Selesai shalat, ibu mengajakku dan Nova makan. Walaupun masakan kampung tapi masakan ibu tak kalah dengan masakan restoran. Keahlian ibu memasak juga menurun kepadaku, karena itu Mama dan Mbak Rina menyukainya. 

Ah, ngapain juga aku memikirkan mereka. Aku disini juga untuk menenangkan diri, jenuh memang selalu melihat tampang dan sandiwara dua wanita resek itu. Setidaknya sekarang aku tak bisa mendengar ocehan mereka lagi. 

Ibu yang memperhatikan aku diam, segera menegur. "Ratih, kenapa nggak dimakan nasinya? Apa nggak enak?" 

Aku tersentak dan menoleh ke arah ibu. Apa ibu tau aku melamun, jadi tak ingin beliau kecewa aku tersenyum. 

"Enak, Bu. Malah rasanya nggak kalah dengan restoran, ya kan Nova!" kataku sambil melirik Nova. 

"Ehm, iya Bu. Enak banget!" puji Nova yang buat ibu tersenyum. 

"Biasa aja kok dibilang seperti restoran, tapi ngomong-ngomong kamu kenapa Nak, dari pulang tadi kok melamun terus? Apa kamu ada masalah?" tanya ibu menelisik wajahku. 

Aku menunduk, apakah aku harus cerita pada ibu masalah tentang rumah tanggaku. Tentang gaji yang dipangkas Mas Andre, tentang mertua yang selalu fitnah aku. 

Perasaan ini bimbang, takut ibu marah dan menyalahkan aku. Kalo ibu dan bapak tau lalu melabrak Mas Andre, bukankah masalah ini semakin runyam. Walaupun aku masih ingin Mas Andre berubah tapi mengingat tamparannya tadi, hatiku sudah tak bisa memaafkannya. 

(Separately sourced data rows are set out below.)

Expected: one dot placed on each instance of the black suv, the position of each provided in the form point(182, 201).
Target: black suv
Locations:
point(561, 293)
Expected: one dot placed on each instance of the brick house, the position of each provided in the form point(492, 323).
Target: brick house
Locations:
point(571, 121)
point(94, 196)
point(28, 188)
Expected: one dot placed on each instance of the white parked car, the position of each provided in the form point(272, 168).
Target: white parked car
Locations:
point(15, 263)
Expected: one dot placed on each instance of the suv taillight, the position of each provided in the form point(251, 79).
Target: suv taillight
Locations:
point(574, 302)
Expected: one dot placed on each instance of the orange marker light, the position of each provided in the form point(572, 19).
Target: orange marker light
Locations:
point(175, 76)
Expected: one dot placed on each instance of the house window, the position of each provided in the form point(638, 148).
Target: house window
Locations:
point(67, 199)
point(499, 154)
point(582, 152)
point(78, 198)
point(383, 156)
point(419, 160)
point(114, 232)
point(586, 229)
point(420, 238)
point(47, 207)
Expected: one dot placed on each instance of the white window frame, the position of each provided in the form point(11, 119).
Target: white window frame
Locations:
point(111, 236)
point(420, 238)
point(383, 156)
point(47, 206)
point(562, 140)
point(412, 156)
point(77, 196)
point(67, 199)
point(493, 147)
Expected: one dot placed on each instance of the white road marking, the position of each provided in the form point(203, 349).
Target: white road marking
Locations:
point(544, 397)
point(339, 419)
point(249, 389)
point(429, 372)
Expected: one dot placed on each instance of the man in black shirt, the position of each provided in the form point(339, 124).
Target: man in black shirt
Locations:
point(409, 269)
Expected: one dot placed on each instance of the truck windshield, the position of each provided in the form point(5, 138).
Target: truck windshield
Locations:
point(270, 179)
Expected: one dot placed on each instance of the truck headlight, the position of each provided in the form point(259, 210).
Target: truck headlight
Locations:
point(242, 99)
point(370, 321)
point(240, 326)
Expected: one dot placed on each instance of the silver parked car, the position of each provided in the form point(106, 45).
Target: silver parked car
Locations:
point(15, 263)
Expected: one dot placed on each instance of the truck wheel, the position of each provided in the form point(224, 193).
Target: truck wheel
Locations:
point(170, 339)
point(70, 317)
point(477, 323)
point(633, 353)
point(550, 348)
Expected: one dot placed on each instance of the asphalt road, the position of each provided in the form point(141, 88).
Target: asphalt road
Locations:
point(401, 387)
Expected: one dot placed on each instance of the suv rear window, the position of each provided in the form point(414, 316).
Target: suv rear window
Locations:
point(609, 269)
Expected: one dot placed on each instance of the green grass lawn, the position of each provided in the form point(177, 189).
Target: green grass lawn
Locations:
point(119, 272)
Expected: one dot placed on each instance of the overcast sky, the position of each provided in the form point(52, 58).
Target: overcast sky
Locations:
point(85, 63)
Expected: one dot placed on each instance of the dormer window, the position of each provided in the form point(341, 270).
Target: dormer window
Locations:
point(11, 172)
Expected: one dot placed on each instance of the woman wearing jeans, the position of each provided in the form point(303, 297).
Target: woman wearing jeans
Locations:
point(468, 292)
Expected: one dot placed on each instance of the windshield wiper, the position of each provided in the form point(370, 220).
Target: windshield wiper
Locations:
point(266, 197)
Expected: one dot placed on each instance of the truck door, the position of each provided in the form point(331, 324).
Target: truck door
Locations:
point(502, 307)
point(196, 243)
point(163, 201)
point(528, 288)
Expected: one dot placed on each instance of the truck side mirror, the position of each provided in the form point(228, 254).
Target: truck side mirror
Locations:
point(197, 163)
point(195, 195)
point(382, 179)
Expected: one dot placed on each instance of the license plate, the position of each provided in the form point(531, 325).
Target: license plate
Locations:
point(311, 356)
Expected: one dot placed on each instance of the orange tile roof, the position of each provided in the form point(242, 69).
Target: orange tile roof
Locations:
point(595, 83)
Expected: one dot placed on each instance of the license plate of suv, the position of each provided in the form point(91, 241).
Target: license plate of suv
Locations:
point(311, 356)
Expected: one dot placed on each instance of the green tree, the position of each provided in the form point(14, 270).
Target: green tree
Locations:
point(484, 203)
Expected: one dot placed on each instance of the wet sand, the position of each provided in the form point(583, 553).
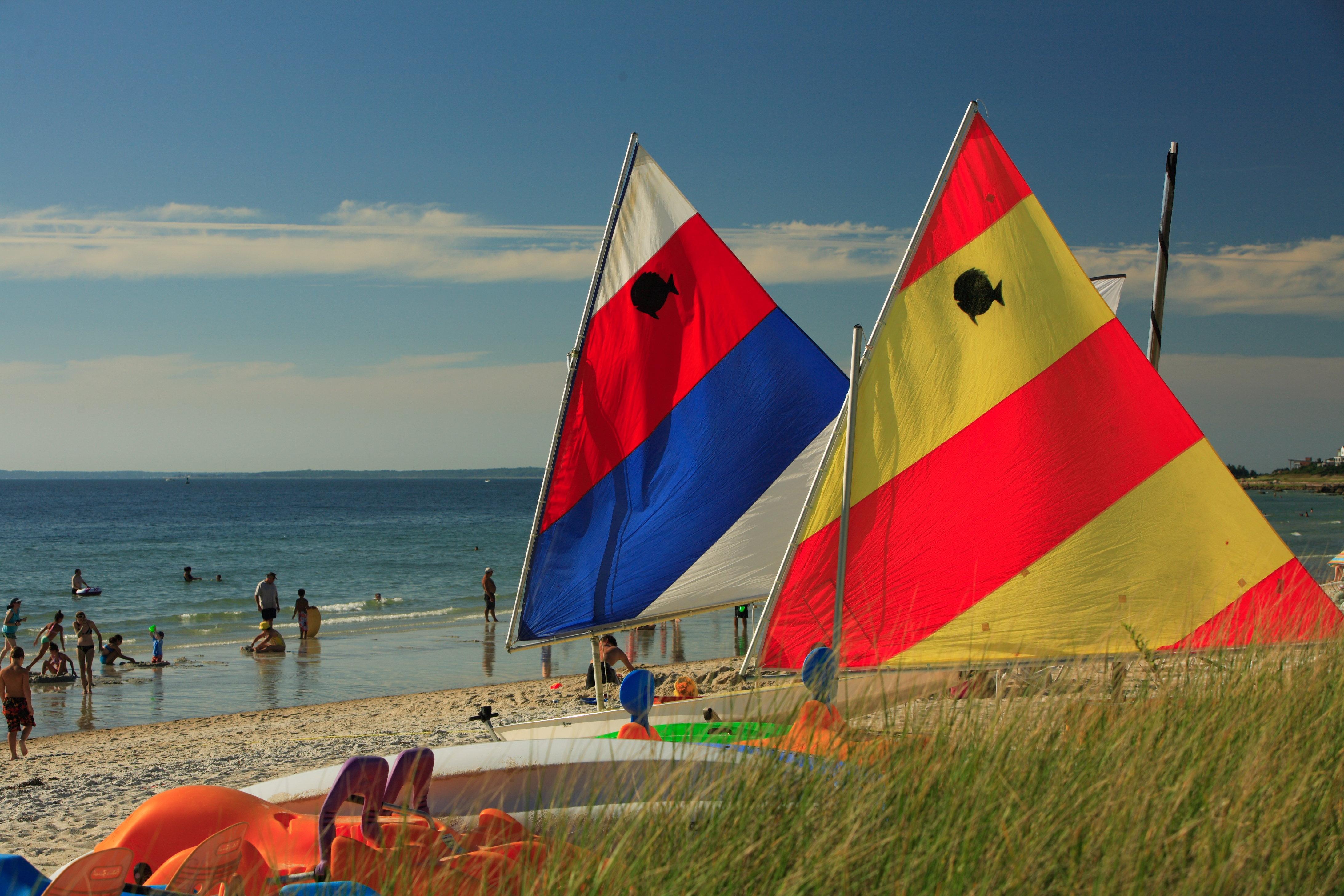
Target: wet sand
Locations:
point(74, 789)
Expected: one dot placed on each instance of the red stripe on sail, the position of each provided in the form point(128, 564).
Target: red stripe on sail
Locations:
point(1287, 605)
point(986, 504)
point(983, 187)
point(636, 367)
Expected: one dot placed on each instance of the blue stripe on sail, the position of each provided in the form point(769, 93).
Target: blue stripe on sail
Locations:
point(666, 504)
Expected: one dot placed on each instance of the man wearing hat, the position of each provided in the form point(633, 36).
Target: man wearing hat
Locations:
point(488, 585)
point(268, 598)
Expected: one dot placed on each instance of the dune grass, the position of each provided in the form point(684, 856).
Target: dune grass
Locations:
point(1198, 776)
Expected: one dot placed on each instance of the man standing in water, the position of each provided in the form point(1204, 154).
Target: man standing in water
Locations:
point(488, 586)
point(268, 598)
point(18, 703)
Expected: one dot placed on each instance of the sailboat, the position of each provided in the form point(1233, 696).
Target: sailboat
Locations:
point(693, 421)
point(1025, 487)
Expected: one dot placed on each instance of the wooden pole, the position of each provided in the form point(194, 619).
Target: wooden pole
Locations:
point(1164, 229)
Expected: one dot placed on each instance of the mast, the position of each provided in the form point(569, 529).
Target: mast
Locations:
point(762, 625)
point(1164, 229)
point(576, 354)
point(851, 413)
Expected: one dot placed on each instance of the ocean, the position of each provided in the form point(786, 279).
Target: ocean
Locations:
point(421, 543)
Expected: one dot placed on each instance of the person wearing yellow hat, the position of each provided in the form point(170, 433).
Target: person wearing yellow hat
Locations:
point(269, 640)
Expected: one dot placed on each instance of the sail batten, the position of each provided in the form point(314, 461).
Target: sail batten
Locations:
point(693, 401)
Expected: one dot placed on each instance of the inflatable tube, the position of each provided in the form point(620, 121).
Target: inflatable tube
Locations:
point(386, 842)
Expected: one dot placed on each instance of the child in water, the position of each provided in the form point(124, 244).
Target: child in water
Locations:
point(302, 614)
point(112, 652)
point(158, 634)
point(269, 640)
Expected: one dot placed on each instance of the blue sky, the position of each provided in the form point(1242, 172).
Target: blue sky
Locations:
point(343, 236)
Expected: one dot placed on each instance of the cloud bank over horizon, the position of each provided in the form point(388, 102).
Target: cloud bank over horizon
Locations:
point(430, 244)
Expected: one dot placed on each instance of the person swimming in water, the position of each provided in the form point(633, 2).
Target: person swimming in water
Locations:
point(112, 652)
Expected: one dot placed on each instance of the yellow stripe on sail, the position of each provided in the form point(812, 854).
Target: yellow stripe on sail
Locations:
point(933, 371)
point(1163, 559)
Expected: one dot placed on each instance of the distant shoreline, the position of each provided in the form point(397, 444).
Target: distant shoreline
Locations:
point(488, 473)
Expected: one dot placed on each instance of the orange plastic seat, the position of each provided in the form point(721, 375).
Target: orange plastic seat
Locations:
point(97, 874)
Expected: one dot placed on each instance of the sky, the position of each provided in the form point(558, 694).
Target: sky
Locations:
point(264, 237)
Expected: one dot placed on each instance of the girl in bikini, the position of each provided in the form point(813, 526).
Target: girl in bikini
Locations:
point(11, 628)
point(86, 629)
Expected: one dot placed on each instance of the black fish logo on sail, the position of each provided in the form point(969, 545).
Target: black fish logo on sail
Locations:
point(651, 293)
point(975, 295)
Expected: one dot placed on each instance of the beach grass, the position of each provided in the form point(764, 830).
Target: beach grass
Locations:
point(1191, 776)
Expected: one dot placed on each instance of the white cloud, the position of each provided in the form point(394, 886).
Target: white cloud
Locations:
point(432, 244)
point(177, 412)
point(1306, 277)
point(1261, 412)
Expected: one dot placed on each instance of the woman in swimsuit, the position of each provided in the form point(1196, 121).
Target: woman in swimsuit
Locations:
point(11, 628)
point(86, 629)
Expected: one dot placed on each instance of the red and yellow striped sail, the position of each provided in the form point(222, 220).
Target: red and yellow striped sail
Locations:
point(1025, 483)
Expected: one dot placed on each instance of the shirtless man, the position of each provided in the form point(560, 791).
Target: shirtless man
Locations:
point(85, 647)
point(269, 641)
point(18, 702)
point(611, 656)
point(488, 586)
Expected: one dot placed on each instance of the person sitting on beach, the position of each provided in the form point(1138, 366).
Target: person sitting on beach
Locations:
point(609, 655)
point(268, 641)
point(112, 652)
point(57, 663)
point(156, 634)
point(11, 628)
point(302, 614)
point(17, 691)
point(50, 637)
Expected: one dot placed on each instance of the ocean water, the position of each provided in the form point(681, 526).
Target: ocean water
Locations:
point(421, 543)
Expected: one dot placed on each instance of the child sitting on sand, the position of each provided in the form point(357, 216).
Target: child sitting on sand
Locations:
point(302, 614)
point(112, 652)
point(268, 641)
point(158, 634)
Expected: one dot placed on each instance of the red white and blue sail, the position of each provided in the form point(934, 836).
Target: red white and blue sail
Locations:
point(697, 420)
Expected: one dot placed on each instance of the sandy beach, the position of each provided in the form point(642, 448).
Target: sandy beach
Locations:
point(74, 789)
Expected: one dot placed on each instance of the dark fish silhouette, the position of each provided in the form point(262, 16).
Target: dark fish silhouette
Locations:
point(650, 293)
point(975, 295)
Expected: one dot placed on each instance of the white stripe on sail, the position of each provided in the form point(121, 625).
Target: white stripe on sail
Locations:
point(654, 210)
point(741, 566)
point(1109, 288)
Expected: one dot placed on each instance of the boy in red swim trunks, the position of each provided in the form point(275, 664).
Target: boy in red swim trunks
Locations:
point(18, 702)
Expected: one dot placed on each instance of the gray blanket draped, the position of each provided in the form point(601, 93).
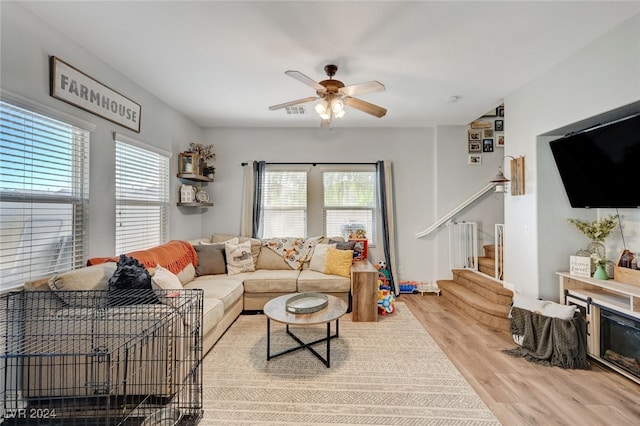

"Ya udah, habiskan dulu makannya. Nanti kamu bisa cerita pada ibu," titah ibu setelah melihatku hanya tertunduk. 

"Iya, Bu. Maaf!" kataku sambil melanjutkan makan. 

Saat makan terdengar salam dari luar rumah. "Assalamualaikum ...!" 

"Wa'alaikumussalam," jawab kami bertiga. 

"Wah, ada tamu ya, Bu. Bapak lihat diluar ada mobil!" seru bapak seraya masuk dalam rumah, bapak belum mengetahui kalo tamu itu adalah aku. 

"Iya, Pak! Ratih yang pulang," jawab ibu melirikku. 

"Ratih, ya Allah kamu yang pulang Nak! Bapak kangen banget sama kamu," ujar bapak sumringah. 

"Bapak, Ratih juga kangen!" seruku senang. 

Aku pun mencium tangan bapak takzim dan memeluknya. Ah, terasa damai kurasakan dipelukan bapak, cinta pertamaku. Seorang kepala rumah tangga yang sangat mengayomi dan menyayangi keluarga. 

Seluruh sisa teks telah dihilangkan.